Look at your keyboard right now. The hair, food, whatever dirt it
is is DISGUSTING.

Richard,
we need to help make this information revolution turn towards the direction
of freedom and love as the source of truth and justice. We are coming at
it in different ways, you being a programmer and me being a cultural
transformationist, but there seems to be a common ground between us
if you can mature enough to give up your polygamous anarchy and move
with me to world governed by the feeling of true organic bliss
between our bodies.

----------------------------------------------------------------------

Today I wrote the following:

----------------------------------------------------------------------


Well, a lot of information about our relationship certainly was
revealed this past weekend! Now we know that you could never develop
a great love for me since there are certain aspects to my personality
which you are revolted by. I also learned that you don't believe
you are a visionary genius, the kind to cause a mutation in 20th
thought and, most importantly, behavior.
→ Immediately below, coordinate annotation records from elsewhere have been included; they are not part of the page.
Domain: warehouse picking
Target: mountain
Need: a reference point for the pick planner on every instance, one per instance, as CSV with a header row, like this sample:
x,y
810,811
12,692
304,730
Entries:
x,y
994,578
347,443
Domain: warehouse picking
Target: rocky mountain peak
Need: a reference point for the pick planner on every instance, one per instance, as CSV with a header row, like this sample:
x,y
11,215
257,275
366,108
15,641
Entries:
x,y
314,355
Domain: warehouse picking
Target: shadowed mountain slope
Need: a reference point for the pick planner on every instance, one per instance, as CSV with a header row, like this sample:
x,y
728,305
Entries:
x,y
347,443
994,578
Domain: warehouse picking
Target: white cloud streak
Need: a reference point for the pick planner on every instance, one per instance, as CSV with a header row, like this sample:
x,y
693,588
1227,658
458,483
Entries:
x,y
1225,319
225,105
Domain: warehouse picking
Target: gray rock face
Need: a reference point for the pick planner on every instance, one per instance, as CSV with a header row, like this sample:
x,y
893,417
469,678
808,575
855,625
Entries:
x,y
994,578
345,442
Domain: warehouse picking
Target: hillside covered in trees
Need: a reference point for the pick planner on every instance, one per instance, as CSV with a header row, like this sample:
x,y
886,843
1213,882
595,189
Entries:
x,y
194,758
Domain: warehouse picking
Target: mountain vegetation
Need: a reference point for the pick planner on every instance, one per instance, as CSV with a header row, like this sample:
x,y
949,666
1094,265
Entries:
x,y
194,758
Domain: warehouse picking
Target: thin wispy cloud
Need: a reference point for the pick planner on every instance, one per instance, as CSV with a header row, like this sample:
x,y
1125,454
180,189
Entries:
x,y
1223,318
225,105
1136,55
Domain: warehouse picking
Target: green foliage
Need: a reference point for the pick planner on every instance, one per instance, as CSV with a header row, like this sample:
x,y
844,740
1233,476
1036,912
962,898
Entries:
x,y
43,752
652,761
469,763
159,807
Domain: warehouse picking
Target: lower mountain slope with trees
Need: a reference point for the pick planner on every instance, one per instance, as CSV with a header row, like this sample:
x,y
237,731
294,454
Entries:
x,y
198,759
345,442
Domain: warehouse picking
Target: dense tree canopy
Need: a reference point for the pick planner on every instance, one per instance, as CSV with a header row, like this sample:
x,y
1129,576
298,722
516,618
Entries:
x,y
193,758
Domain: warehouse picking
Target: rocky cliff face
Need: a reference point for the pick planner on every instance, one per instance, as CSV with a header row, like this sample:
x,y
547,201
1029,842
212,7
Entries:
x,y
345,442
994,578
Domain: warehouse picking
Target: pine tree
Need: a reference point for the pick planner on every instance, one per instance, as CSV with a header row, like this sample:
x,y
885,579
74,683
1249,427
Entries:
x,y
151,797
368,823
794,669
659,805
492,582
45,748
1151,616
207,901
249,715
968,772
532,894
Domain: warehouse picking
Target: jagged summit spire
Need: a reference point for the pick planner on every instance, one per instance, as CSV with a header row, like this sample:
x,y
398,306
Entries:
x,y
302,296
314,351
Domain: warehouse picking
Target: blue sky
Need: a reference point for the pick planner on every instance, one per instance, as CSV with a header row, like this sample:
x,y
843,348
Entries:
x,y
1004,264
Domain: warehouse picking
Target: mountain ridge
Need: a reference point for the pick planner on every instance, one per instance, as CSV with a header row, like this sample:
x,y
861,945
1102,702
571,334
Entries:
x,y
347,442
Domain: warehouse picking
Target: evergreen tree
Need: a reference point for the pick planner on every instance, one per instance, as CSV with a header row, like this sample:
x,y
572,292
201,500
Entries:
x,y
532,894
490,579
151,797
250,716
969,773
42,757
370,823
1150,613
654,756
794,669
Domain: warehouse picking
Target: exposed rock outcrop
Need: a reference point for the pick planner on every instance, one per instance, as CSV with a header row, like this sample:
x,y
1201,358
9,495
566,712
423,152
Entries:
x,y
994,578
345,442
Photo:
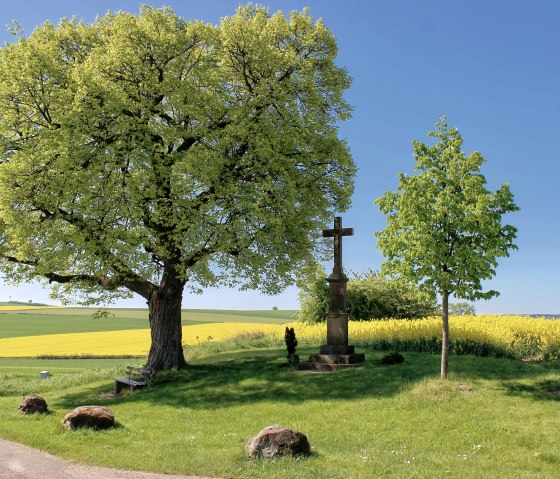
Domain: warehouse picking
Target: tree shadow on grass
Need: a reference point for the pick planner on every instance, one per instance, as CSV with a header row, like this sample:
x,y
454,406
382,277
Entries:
x,y
545,390
230,379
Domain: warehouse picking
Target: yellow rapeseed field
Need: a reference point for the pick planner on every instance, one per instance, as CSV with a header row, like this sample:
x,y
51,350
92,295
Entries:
x,y
21,307
513,335
507,333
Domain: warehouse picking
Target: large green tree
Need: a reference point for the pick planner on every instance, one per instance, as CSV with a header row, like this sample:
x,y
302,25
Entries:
x,y
145,154
444,227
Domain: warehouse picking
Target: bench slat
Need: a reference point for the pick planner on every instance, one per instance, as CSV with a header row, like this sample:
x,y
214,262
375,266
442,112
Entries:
x,y
140,376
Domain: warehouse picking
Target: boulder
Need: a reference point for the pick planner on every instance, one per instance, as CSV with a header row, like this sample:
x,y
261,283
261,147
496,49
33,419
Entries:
x,y
96,417
276,441
32,404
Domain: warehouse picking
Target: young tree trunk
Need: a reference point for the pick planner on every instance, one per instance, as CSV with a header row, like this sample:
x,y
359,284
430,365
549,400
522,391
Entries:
x,y
445,334
164,304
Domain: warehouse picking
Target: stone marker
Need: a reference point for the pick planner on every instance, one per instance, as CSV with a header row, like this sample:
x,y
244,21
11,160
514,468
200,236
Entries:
x,y
96,417
277,441
337,353
32,404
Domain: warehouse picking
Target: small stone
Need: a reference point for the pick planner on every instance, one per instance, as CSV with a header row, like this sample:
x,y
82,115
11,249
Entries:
x,y
277,441
95,417
32,404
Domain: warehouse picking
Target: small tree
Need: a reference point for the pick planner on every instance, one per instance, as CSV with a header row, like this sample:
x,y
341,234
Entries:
x,y
461,309
444,227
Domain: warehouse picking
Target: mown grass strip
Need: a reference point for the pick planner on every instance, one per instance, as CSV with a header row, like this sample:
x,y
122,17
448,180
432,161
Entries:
x,y
493,419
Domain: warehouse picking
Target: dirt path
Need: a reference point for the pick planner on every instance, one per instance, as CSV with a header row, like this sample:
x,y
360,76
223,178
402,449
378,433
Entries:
x,y
23,462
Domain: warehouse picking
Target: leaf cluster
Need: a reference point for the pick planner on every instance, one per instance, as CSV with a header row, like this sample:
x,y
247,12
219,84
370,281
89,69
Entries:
x,y
146,147
444,226
370,296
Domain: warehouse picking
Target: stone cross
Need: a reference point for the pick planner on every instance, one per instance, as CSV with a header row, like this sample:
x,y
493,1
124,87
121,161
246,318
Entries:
x,y
337,233
337,353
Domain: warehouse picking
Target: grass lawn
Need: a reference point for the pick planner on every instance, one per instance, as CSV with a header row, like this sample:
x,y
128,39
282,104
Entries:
x,y
494,418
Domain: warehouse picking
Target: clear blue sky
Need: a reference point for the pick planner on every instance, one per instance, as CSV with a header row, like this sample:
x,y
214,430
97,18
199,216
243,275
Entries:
x,y
492,67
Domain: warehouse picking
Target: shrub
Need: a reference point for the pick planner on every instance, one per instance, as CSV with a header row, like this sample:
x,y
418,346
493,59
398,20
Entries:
x,y
370,296
291,344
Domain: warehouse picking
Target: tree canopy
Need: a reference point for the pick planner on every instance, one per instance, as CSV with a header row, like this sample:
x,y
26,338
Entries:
x,y
145,153
444,228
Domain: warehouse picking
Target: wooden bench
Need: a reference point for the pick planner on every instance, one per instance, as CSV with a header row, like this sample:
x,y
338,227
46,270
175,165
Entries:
x,y
137,378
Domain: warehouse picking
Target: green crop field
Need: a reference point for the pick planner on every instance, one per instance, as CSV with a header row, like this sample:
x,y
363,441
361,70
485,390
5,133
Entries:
x,y
38,322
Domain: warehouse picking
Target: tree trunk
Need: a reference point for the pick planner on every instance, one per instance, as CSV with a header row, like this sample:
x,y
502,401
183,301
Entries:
x,y
445,334
166,351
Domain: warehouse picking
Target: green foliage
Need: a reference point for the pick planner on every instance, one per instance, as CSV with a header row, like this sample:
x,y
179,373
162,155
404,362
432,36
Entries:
x,y
444,227
461,309
392,358
143,149
370,296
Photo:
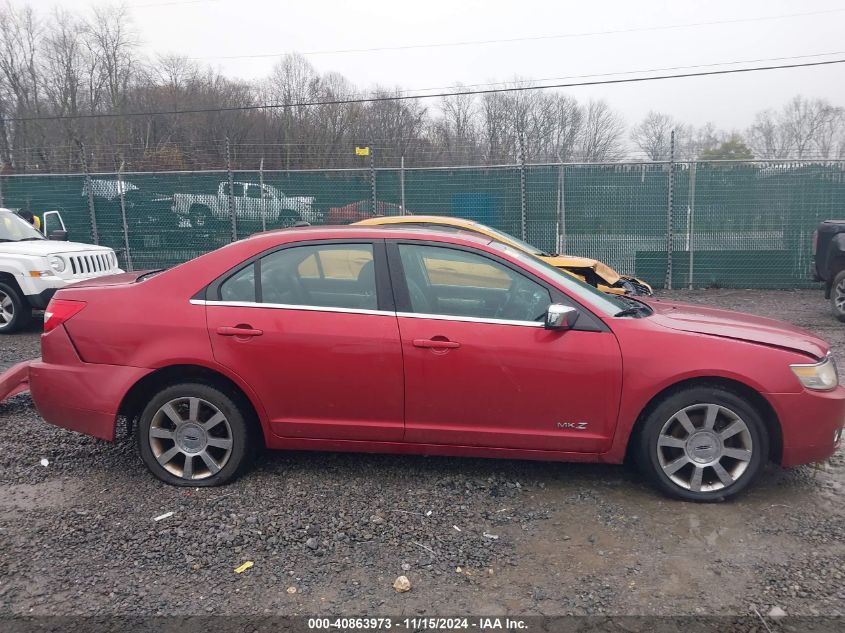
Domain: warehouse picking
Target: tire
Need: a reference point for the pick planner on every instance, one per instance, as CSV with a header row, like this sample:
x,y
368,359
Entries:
x,y
837,296
15,311
687,460
216,453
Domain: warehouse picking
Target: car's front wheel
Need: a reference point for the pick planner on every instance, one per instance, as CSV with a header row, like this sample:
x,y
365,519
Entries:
x,y
15,312
703,444
193,435
837,296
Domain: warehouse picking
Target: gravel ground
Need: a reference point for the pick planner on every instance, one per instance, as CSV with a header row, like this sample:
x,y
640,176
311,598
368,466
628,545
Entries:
x,y
329,533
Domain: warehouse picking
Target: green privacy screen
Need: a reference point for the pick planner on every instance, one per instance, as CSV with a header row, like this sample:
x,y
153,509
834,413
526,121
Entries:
x,y
731,224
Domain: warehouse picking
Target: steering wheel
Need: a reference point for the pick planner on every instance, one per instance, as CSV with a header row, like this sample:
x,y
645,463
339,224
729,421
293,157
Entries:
x,y
522,299
294,287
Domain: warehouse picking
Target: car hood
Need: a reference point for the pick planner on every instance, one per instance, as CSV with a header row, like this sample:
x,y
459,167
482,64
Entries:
x,y
571,261
736,325
117,279
41,248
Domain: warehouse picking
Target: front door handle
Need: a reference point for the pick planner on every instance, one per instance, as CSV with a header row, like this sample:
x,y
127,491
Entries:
x,y
238,330
436,343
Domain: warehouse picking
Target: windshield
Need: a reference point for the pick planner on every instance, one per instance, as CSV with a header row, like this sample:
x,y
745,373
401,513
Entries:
x,y
507,237
607,304
14,228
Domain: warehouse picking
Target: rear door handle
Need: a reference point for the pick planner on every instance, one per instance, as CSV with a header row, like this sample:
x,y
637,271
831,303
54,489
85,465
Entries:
x,y
435,344
228,330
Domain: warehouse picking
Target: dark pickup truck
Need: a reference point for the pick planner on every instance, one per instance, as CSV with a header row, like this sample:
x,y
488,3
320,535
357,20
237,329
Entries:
x,y
829,252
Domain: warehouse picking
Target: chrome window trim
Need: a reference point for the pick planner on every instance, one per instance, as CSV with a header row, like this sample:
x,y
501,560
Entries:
x,y
409,315
450,317
290,306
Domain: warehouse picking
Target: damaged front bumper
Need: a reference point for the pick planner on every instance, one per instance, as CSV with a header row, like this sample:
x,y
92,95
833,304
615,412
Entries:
x,y
15,380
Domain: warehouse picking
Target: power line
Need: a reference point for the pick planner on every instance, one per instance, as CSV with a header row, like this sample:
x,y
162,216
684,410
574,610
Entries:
x,y
530,38
626,72
302,104
168,4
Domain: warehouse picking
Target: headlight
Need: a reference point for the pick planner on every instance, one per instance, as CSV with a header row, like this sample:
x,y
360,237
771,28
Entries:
x,y
56,263
820,376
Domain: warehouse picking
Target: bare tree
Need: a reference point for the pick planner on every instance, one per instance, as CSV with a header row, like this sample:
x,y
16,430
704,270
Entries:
x,y
651,136
769,139
803,122
601,138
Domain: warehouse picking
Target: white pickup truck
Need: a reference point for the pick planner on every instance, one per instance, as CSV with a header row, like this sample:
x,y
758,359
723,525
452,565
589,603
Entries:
x,y
33,268
251,202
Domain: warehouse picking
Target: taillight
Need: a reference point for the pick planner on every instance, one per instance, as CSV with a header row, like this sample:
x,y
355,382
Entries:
x,y
60,310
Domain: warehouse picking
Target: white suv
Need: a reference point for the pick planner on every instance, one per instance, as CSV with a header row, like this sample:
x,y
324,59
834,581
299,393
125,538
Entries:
x,y
32,268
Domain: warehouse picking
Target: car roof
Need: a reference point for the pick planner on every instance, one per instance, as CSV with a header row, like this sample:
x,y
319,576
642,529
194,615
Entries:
x,y
329,232
398,220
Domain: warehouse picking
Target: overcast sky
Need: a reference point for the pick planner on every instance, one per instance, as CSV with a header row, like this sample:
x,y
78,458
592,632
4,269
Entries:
x,y
213,29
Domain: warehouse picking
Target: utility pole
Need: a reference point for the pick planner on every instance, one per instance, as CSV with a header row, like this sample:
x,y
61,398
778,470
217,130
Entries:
x,y
373,177
523,203
669,213
122,194
89,190
231,190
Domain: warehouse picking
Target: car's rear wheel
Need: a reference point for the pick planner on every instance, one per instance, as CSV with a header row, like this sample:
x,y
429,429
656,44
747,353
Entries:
x,y
703,444
837,296
15,312
193,435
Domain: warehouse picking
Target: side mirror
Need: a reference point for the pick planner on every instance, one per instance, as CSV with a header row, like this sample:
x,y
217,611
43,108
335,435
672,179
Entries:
x,y
561,317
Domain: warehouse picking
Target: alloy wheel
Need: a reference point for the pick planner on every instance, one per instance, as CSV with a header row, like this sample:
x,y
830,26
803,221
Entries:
x,y
190,438
704,447
7,309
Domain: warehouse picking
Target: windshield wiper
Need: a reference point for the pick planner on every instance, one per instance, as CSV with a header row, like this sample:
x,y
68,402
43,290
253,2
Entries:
x,y
634,310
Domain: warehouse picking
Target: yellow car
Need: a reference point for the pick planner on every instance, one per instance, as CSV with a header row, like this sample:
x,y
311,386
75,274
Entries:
x,y
592,271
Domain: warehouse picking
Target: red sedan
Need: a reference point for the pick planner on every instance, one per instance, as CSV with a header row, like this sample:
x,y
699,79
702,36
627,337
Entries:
x,y
419,341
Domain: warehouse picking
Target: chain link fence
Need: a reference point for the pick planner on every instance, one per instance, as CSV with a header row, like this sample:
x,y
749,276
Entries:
x,y
733,224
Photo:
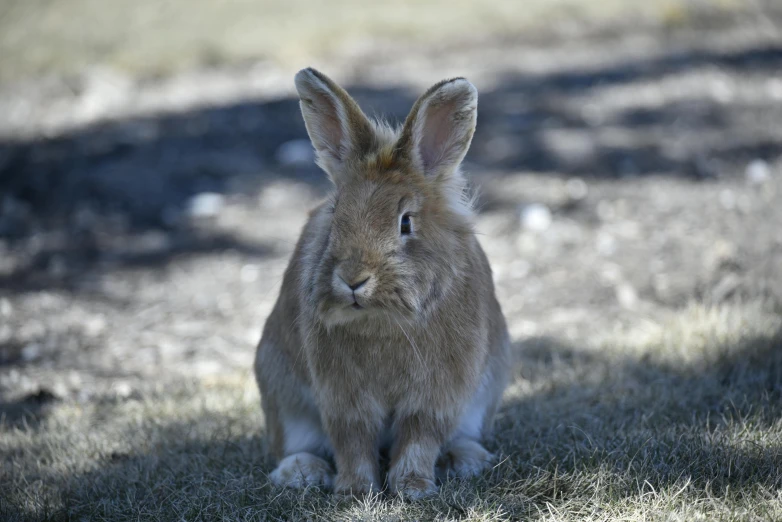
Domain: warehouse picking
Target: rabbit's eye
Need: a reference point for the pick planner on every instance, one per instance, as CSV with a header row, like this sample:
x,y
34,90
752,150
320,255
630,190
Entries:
x,y
405,225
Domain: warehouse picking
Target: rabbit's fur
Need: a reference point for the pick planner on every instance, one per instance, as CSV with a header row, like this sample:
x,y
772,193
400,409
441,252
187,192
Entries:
x,y
414,359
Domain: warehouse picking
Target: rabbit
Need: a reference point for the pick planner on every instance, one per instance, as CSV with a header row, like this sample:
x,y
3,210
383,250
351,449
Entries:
x,y
387,334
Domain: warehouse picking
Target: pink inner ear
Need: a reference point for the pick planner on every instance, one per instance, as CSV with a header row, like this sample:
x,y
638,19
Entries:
x,y
329,131
436,135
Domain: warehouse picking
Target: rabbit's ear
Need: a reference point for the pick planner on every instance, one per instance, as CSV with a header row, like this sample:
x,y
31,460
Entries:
x,y
439,128
338,128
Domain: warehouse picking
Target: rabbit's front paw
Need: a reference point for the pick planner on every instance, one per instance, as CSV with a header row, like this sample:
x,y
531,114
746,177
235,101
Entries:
x,y
301,470
465,458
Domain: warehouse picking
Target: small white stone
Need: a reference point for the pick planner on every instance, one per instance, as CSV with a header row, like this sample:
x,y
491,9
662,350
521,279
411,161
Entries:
x,y
536,217
576,189
31,352
206,204
727,199
758,172
626,295
295,152
249,273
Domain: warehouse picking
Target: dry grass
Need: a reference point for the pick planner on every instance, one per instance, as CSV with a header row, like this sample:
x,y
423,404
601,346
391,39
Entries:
x,y
678,420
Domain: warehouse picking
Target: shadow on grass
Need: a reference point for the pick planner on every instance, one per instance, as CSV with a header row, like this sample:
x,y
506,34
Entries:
x,y
133,177
589,430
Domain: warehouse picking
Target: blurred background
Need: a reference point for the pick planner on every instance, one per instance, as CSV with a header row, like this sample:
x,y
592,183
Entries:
x,y
155,171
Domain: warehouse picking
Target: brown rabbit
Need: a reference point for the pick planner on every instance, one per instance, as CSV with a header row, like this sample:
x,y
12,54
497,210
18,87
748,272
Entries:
x,y
387,332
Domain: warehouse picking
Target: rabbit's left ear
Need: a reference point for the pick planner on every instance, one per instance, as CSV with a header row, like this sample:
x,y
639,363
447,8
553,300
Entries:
x,y
337,127
438,131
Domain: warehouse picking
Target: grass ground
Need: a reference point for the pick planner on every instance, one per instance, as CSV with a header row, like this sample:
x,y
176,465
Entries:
x,y
645,305
680,420
40,37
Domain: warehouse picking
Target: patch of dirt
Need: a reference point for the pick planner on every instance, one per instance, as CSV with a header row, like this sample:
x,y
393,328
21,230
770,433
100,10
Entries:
x,y
622,175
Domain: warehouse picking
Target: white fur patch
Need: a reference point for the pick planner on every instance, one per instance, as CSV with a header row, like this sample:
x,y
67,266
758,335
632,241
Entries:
x,y
472,419
301,470
468,458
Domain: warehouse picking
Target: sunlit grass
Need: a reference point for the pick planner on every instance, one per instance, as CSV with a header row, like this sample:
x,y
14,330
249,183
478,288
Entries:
x,y
40,37
678,420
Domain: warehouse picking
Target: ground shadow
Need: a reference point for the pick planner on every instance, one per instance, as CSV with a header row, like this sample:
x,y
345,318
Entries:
x,y
131,177
637,424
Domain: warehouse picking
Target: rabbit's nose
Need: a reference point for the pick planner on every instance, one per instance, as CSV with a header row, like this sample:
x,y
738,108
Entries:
x,y
356,284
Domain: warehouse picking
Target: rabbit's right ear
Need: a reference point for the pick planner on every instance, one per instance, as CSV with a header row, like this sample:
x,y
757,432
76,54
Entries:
x,y
337,127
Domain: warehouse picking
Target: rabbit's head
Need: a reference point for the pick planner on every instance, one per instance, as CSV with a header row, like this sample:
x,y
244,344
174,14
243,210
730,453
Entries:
x,y
397,229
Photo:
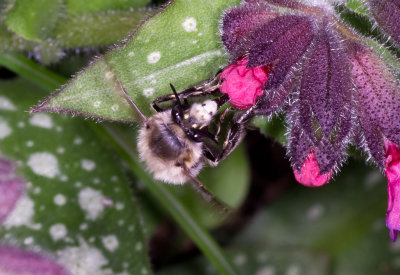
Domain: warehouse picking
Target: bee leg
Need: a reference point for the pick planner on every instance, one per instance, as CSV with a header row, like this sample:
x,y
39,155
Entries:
x,y
235,135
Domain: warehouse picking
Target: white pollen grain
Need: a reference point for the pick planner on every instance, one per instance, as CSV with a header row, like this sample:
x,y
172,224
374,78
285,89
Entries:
x,y
109,75
59,200
58,231
266,270
315,211
88,165
115,107
41,120
110,242
37,190
240,259
78,141
6,104
153,57
119,206
148,92
5,129
44,164
29,241
30,143
190,24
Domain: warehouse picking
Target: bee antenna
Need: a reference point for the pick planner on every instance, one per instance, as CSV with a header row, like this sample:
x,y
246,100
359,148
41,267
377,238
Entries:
x,y
178,101
142,117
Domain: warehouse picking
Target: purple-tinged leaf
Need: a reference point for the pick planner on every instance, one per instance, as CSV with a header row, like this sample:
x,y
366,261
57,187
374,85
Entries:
x,y
282,47
239,23
14,261
326,82
277,38
305,119
387,14
378,99
274,100
10,188
328,155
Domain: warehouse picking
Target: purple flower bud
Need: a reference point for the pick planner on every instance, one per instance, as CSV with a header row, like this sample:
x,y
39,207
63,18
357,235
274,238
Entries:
x,y
387,14
15,261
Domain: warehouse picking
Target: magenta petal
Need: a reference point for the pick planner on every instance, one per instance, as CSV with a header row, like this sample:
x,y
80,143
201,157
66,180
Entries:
x,y
309,175
10,188
392,164
242,84
15,261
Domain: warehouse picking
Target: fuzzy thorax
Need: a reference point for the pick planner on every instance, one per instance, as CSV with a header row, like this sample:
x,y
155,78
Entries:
x,y
166,150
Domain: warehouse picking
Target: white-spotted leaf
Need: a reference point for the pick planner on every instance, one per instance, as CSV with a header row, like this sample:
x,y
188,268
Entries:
x,y
180,45
77,206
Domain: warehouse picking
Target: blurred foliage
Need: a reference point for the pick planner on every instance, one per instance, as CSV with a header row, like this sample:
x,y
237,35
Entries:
x,y
336,229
Yes, I do think that
the Free Software Foundation and your work against Copyright Law
is part of that great vision, but you are not a holistic thinker
which is quite clear in your fragmented sexual habits. You see,
holistic thinking is required to be able to visualize an alternative
society.

Since the joy of sacred union is not in our future, I extend my
hand in friendship to you, that is, if you want it. Please feel free
to contact me if you need a friend or if you want to discuss ideas.
At some point when you get around to it, please send me your criticism
of my genius essay. I am very curious to read your comments. Also thanks
for showing me about emacs. I want to learn more about it so that I will
become just as efficient on it as you. I will also never forget dancing
International Folk dances in the halls ways of Tech Square at MIT. I wanted
so much to stop dancing for a moment and write the word LOVOLUTION on the
blackboard of the sitting space as we dance passed it. Maybe next
time. Also, if it is possible in the future, I would also like to
borrow that book _The Millennium Project_ so that I can take a slide of the
architectural drawing on the nuclear family crater house on the moon for
my slide collection.

If you care to read and criticize my more of my work, you can find
some stuff on my Web page which I don't suspect you haven't
checked out. It is http://genesis.tiac.net/neutopia/ If interested
you can download a copy of my dissertation on the Gaia Religion,
The Sacred Marriage of Art and Science which goes into my philosophy
of love.

Hey, this is a funny thing. Did you know that the name of Bill Gate's
wife is Melinda? Isn't that the name of your virtual sweetheart?